Zero as many correlations as possible while retaining as much correlation information as possible

21 Views Asked by At

I have a correlation matrix $C$ between $n$ variables, and I need to make this correlation matrix as sparse as possible while retaining the maximum overall correlation. I know this is likely too vague a description of what I want to be mathematically meaningful, so let me give a few examples of what I mean and hopefully someone can help me clarify exactly what I am looking for and perhaps give me some directions on how I might achieve it.

Since the matrix is symmetric I only consider the lower triangular part.

Suppose variable $i$ is strongly correlated to variables $k,j,l$, and $k,j$ are strongly correlated to each other, but less strongly to $l$, in that case I would likely remove one of the correlations $c_{ij},c_{ik},c_{kj}$ since the correlation between these variables is still there without one of them. I would also keep the correlation $c_{il}$ but would likely get rid of $c_{lj},c_{lk}$.

Suppose another variable $r$ is not strongly correlated with any other variables, in that case I would likely set all correlations related to $r$ to zero or maybe keep the single largest correlation.

A simple first approach might be to remove all correlations less than a certain threshold and only keep the $m$ strongest of these and then remove any connection between these $m$ variables, but I would like something less ad hoc, and I am guessing that this can be translated to a fairly general type of problem, I just do not know which.

I don't know what the correct framework to solve such a problem in is. I'm guessing I can likely do something with eigen-decomposition, but I am not sure how I would get the entries this way. Another framework that seems obvious is to treat this as a graph problem with all the correlations as edges and then try and reduce the amount of edges as much as possible under some metric I don't know yet.
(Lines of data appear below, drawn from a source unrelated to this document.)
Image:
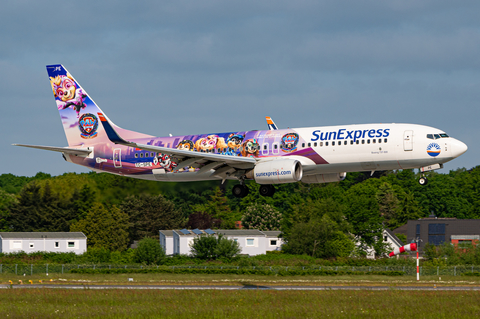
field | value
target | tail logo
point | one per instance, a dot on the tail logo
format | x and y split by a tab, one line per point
88	124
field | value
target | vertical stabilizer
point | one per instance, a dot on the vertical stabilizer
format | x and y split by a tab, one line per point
78	112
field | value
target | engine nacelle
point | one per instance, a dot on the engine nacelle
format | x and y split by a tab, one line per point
277	172
324	178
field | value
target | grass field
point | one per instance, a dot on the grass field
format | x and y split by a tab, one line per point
63	303
123	303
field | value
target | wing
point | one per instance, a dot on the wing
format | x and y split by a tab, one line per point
223	165
82	152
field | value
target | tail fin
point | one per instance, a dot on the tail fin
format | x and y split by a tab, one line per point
79	113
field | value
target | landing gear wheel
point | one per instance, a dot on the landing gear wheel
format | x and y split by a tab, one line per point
240	191
423	181
267	190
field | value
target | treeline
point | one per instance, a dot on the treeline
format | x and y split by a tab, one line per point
319	220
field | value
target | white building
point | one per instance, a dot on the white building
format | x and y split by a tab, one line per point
389	239
29	242
252	242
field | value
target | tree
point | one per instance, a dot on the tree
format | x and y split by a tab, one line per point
262	217
149	252
38	209
6	201
362	212
104	227
218	208
202	220
149	214
320	238
211	247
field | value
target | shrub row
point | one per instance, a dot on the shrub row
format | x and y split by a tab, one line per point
240	271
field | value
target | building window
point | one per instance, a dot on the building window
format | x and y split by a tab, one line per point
436	234
17	244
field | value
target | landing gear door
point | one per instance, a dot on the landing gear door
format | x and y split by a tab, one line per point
117	157
408	141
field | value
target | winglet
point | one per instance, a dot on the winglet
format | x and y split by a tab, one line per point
271	124
111	133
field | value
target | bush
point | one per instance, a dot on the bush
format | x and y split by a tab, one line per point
149	252
211	247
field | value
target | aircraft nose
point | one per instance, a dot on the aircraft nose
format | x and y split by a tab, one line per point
458	148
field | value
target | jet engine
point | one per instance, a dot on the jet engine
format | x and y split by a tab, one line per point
277	172
324	178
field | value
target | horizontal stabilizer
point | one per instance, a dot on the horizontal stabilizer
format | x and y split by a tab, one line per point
67	150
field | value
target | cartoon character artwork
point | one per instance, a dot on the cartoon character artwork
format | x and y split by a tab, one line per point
67	94
185	145
289	142
234	143
88	124
210	143
250	148
166	162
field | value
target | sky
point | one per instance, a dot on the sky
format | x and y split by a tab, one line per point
189	67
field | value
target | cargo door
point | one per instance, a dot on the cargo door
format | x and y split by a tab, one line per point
408	141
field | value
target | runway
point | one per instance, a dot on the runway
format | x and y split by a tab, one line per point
249	287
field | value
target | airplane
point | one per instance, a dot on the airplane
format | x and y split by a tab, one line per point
271	123
309	154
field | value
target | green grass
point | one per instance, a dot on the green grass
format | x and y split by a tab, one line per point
63	303
238	280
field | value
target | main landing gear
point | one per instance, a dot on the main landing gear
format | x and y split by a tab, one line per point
267	190
241	190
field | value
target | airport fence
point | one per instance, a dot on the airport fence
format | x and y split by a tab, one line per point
33	269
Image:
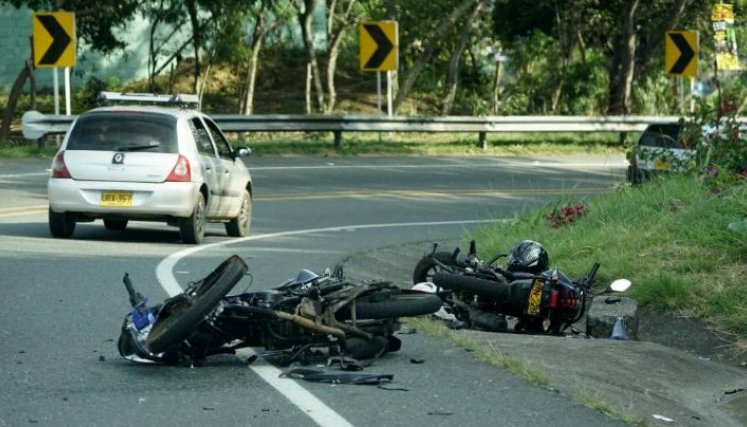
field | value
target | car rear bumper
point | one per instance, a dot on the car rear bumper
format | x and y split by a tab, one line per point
149	200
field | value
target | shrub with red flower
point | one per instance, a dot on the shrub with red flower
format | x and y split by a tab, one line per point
565	215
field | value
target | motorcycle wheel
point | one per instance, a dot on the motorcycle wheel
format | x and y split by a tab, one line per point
187	312
402	303
426	268
490	288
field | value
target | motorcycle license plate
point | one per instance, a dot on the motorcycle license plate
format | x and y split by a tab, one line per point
117	199
662	165
535	297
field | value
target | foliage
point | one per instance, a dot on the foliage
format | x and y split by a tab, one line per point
670	237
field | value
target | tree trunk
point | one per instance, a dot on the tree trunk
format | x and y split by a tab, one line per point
452	68
440	30
251	75
306	18
15	93
196	43
621	75
334	37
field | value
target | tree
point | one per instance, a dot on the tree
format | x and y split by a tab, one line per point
305	10
95	25
438	31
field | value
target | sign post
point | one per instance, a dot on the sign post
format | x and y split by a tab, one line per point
54	47
379	51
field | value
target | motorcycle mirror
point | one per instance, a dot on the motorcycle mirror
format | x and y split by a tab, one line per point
620	285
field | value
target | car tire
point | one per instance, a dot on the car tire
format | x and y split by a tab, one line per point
399	303
634	175
186	312
115	224
192	228
241	225
427	267
61	225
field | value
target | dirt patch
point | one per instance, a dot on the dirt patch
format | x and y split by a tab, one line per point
688	334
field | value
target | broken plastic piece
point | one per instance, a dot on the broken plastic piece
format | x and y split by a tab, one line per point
663	418
618	330
321	376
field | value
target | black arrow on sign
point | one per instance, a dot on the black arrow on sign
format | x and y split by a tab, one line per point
686	53
60	39
383	46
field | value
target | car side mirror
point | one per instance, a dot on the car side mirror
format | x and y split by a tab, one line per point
620	285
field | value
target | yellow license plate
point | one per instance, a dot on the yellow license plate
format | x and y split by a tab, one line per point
117	199
535	297
661	165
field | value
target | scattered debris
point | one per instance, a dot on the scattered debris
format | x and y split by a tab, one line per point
662	418
319	375
406	330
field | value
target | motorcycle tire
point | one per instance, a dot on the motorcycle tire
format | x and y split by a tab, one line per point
187	312
401	303
498	289
426	268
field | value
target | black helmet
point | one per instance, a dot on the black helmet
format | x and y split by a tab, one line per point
528	256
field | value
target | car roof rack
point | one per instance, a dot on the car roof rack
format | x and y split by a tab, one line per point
181	100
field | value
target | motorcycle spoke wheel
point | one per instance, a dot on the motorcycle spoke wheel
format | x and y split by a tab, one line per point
427	267
401	303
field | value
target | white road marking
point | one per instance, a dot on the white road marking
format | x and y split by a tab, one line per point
309	404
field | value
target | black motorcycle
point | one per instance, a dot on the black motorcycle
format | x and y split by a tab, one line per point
350	318
482	294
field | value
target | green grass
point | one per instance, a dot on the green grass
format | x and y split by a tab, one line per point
386	143
670	237
594	401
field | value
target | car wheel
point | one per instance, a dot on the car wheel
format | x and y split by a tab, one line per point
115	224
192	228
634	175
239	226
61	224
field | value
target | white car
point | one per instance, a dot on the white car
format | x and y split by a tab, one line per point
149	163
659	149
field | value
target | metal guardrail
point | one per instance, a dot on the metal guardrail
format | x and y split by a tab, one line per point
37	125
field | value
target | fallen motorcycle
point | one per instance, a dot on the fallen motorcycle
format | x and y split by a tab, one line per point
349	318
482	295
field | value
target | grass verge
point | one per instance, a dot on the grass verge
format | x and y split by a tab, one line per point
670	237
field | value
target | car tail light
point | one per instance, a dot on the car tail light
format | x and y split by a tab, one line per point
181	172
59	168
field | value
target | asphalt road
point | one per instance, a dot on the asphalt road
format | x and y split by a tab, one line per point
63	301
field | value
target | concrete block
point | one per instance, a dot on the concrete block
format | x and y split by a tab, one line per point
602	316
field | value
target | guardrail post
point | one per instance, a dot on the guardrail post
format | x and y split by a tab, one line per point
338	138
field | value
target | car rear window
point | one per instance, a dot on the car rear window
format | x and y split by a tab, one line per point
662	136
124	131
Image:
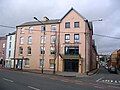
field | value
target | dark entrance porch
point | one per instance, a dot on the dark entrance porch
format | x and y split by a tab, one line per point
71	65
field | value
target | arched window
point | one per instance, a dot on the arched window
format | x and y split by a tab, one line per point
29	50
29	40
20	50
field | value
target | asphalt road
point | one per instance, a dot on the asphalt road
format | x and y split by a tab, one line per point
16	80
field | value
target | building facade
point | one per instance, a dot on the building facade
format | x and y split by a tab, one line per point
115	59
66	44
10	50
2	50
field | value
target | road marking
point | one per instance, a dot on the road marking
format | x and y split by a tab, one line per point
7	80
98	87
99	79
33	88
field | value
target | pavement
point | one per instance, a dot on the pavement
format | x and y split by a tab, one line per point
19	80
65	74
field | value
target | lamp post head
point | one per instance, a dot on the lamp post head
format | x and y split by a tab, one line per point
100	19
35	18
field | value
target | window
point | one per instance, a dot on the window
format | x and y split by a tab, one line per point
30	29
76	24
10	38
51	62
71	50
3	53
9	53
21	30
67	38
21	40
20	50
26	62
76	38
43	39
29	50
9	45
3	45
53	39
41	62
52	50
29	40
53	27
67	25
42	50
42	28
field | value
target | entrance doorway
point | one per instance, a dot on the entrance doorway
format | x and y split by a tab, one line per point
71	65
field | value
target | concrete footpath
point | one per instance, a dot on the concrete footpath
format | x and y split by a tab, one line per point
65	74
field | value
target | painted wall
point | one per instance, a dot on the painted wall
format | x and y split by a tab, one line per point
10	39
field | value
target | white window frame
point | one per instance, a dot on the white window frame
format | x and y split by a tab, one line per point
31	29
53	27
51	64
30	40
67	38
76	38
53	39
21	40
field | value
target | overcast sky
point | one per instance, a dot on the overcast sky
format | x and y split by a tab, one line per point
15	12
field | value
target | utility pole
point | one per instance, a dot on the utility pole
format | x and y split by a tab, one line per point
55	52
43	43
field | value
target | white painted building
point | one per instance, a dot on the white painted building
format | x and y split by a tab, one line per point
10	48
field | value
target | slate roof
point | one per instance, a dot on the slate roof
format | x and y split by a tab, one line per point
54	21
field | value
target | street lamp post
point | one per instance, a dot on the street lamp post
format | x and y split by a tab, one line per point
43	42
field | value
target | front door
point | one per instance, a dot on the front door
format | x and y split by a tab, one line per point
71	65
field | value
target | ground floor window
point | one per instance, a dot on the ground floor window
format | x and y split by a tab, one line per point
41	62
51	62
26	62
71	65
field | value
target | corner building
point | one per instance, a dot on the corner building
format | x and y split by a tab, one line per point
67	43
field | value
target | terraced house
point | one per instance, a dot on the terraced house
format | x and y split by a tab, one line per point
65	44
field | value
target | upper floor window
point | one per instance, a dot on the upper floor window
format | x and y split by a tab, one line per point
21	40
67	37
9	53
53	39
9	45
3	45
29	40
53	27
30	29
29	50
71	50
76	37
43	28
20	50
26	62
67	24
21	30
43	38
42	50
76	24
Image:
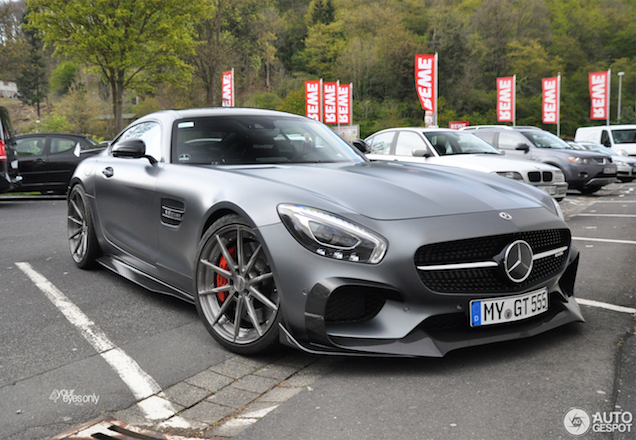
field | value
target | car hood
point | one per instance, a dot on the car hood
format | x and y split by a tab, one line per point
392	191
489	163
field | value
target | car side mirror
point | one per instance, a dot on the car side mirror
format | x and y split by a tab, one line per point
362	145
132	148
421	153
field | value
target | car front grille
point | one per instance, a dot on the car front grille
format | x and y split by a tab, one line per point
459	280
353	304
540	176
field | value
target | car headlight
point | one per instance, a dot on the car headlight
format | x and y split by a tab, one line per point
331	236
579	160
510	174
559	176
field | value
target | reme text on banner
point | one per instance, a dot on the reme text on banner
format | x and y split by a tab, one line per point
550	100
313	99
506	99
227	89
599	95
345	107
425	81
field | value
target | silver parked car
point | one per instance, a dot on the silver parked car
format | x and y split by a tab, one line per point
460	149
625	165
280	231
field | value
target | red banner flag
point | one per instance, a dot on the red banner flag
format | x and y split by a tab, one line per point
425	81
330	96
456	125
227	90
550	102
345	107
313	99
506	99
599	94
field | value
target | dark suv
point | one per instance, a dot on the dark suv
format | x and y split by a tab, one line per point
9	174
585	171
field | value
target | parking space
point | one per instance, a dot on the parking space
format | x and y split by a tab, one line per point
520	389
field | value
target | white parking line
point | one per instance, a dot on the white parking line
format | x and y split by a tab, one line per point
138	381
608	215
602	305
604	240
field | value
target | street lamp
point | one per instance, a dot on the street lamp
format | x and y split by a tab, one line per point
620	84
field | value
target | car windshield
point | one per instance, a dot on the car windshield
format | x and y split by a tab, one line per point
627	136
257	140
599	149
544	139
450	142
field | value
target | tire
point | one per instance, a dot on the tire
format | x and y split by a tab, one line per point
589	190
235	291
82	239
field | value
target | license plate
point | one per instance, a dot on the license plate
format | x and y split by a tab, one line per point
549	189
508	309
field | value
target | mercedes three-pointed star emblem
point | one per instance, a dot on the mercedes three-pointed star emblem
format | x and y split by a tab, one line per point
518	261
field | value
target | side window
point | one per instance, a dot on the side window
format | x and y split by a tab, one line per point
381	144
605	139
510	141
150	133
30	147
488	136
59	145
407	142
5	127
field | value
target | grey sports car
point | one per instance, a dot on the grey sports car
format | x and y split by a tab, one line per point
280	231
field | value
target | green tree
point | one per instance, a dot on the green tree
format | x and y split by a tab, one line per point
131	43
32	80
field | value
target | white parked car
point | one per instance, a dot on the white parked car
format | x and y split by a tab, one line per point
625	165
461	149
619	138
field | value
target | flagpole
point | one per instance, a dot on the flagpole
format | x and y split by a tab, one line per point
609	88
435	122
559	104
514	99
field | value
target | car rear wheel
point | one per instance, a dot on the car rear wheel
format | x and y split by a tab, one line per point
235	294
82	240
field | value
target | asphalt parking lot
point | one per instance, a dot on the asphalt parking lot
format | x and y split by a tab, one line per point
78	345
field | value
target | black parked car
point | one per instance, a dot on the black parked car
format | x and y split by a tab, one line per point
47	160
585	171
9	174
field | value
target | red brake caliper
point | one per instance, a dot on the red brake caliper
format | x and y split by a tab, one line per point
220	279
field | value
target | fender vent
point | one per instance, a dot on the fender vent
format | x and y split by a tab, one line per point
172	212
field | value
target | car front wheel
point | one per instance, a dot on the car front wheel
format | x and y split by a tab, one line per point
82	240
236	295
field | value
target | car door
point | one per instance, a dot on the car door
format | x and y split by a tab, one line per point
61	159
125	195
508	141
32	161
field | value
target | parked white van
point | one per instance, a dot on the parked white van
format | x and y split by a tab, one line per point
620	138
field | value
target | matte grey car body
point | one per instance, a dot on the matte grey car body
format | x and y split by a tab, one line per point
281	237
584	171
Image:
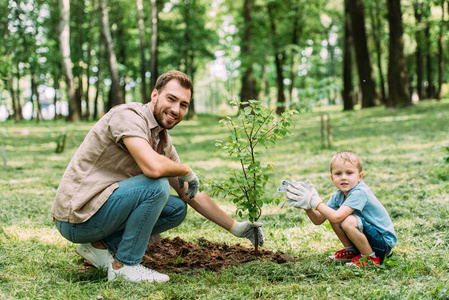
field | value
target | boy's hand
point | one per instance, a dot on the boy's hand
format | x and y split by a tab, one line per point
193	182
301	195
314	197
294	194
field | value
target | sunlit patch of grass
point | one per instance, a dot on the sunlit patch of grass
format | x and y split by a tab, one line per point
403	159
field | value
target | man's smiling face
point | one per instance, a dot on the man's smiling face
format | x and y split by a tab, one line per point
170	104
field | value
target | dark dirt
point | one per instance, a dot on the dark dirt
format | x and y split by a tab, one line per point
179	256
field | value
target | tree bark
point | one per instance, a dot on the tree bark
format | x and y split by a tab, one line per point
419	52
348	87
279	64
248	89
115	92
64	45
430	85
15	101
154	44
398	80
376	29
143	63
440	53
366	79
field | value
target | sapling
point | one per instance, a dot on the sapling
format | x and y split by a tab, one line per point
256	126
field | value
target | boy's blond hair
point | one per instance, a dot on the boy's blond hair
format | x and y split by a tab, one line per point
348	156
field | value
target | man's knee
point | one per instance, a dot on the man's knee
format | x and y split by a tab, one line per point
163	187
181	209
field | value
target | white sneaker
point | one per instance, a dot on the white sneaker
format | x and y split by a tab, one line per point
100	258
137	273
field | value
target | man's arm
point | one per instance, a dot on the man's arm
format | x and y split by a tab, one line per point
151	163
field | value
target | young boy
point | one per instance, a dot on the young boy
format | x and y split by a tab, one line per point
359	220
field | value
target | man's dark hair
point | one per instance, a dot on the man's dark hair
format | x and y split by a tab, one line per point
182	78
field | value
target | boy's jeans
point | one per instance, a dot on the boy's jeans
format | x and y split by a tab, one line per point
139	208
375	239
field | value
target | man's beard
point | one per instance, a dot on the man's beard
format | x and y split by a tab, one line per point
159	116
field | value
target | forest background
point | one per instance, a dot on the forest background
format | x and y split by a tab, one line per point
80	58
375	69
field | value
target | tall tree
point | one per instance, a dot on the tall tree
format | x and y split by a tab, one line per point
440	51
115	93
154	43
348	87
398	81
248	89
141	24
64	44
366	79
376	28
419	37
279	62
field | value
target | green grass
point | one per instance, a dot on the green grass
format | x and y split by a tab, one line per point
403	154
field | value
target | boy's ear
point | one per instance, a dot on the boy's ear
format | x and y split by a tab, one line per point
361	176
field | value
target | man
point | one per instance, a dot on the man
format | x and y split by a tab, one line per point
114	194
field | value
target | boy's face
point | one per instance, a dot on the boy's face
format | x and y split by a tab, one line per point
345	175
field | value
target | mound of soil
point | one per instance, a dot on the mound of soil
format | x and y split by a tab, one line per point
178	256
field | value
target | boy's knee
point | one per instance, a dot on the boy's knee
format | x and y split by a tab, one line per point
349	223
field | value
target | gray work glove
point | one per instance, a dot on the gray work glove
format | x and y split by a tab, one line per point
193	181
246	230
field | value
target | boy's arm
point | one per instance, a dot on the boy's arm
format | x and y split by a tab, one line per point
324	212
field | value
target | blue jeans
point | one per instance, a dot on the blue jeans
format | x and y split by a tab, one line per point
375	239
139	208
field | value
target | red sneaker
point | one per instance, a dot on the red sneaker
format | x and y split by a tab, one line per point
363	261
343	255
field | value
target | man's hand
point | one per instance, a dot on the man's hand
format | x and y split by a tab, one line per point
193	182
246	229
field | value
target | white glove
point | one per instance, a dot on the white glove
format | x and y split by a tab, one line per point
301	195
246	229
193	181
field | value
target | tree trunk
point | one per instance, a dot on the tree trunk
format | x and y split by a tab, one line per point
64	45
366	79
398	80
419	52
440	53
248	89
280	108
35	96
98	87
115	92
348	87
143	63
377	31
154	44
294	60
79	93
15	101
430	86
89	64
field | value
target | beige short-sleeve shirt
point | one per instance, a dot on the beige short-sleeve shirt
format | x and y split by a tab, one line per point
102	160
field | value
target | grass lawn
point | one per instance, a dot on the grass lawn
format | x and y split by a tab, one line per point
403	153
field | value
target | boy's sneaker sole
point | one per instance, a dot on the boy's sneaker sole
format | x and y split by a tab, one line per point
100	258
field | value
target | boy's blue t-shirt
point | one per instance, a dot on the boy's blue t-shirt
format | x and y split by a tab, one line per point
366	205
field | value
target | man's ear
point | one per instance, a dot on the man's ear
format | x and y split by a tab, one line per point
154	94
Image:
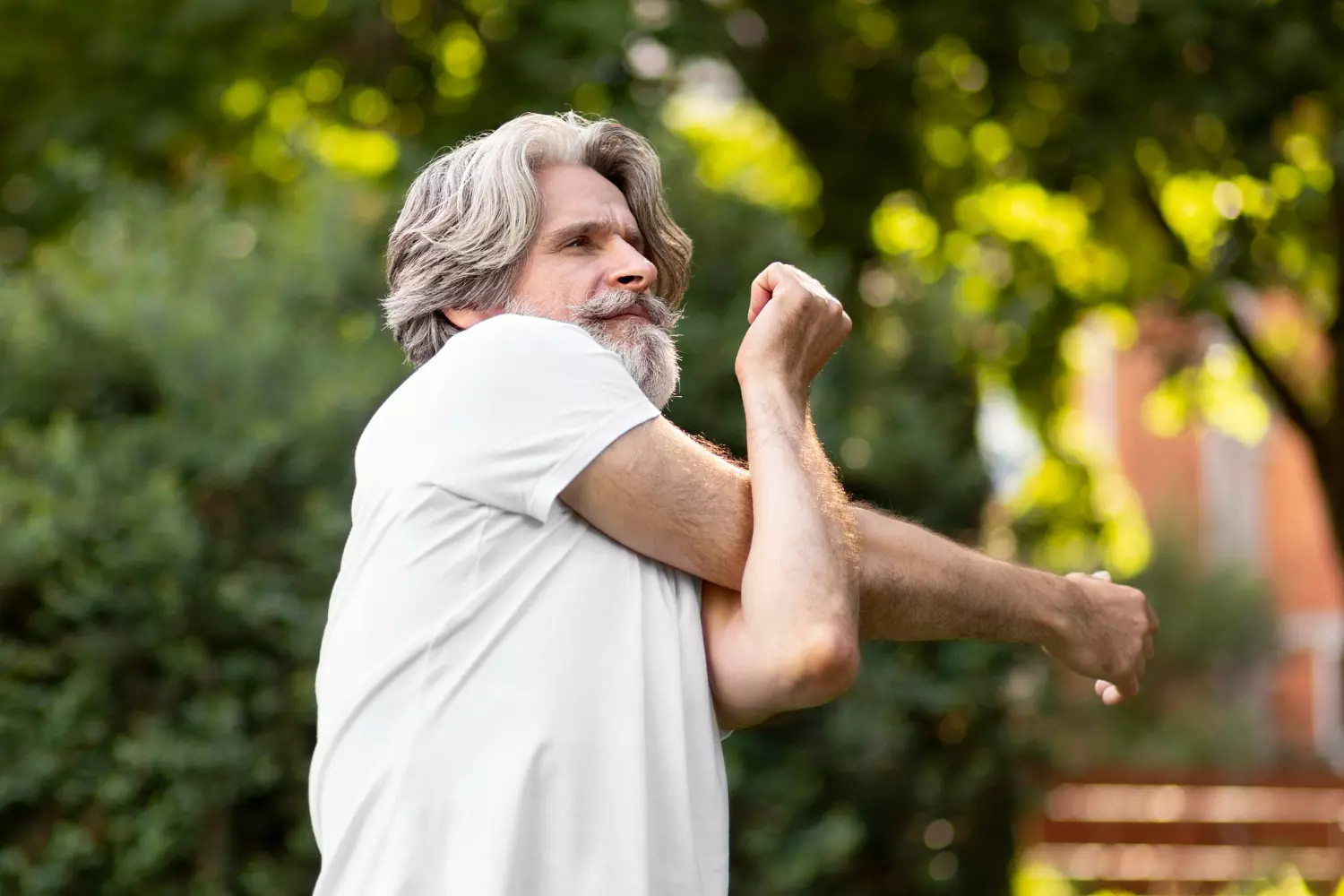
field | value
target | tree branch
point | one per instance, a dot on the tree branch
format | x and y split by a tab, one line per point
1336	330
1284	397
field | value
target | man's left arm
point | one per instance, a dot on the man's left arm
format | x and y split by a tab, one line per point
693	511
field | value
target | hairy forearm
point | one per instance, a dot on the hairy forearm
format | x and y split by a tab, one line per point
800	571
918	586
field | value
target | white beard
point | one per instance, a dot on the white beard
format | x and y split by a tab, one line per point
647	349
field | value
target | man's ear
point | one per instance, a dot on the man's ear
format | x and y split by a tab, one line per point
462	319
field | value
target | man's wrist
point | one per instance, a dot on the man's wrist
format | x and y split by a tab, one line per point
1051	614
771	389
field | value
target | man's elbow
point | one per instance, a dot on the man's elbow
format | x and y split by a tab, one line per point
825	665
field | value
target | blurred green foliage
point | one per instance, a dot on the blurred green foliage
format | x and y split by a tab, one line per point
190	349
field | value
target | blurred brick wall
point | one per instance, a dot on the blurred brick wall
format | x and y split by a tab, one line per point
1293	551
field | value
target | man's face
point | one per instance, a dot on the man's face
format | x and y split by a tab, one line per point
586	266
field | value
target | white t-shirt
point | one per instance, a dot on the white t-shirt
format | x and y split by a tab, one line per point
508	702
Finally, I guess it could be viewed as some kind of information theory problem, though I do not have a lot of experience with that field, so I can't really say more.

One extra thing to consider that makes me lean more towards the graph approach is that some variables are more important than others, so eventually I will need to take that into consideration, which seems very natural to do in a graph framework where I can assign different values to the nodes.

To give an estimate of the size of problem I am dealing with, $n$ is likely to be in the range of $100-500$ and I would probably like to cut the amount of connections down to $\sim 2n$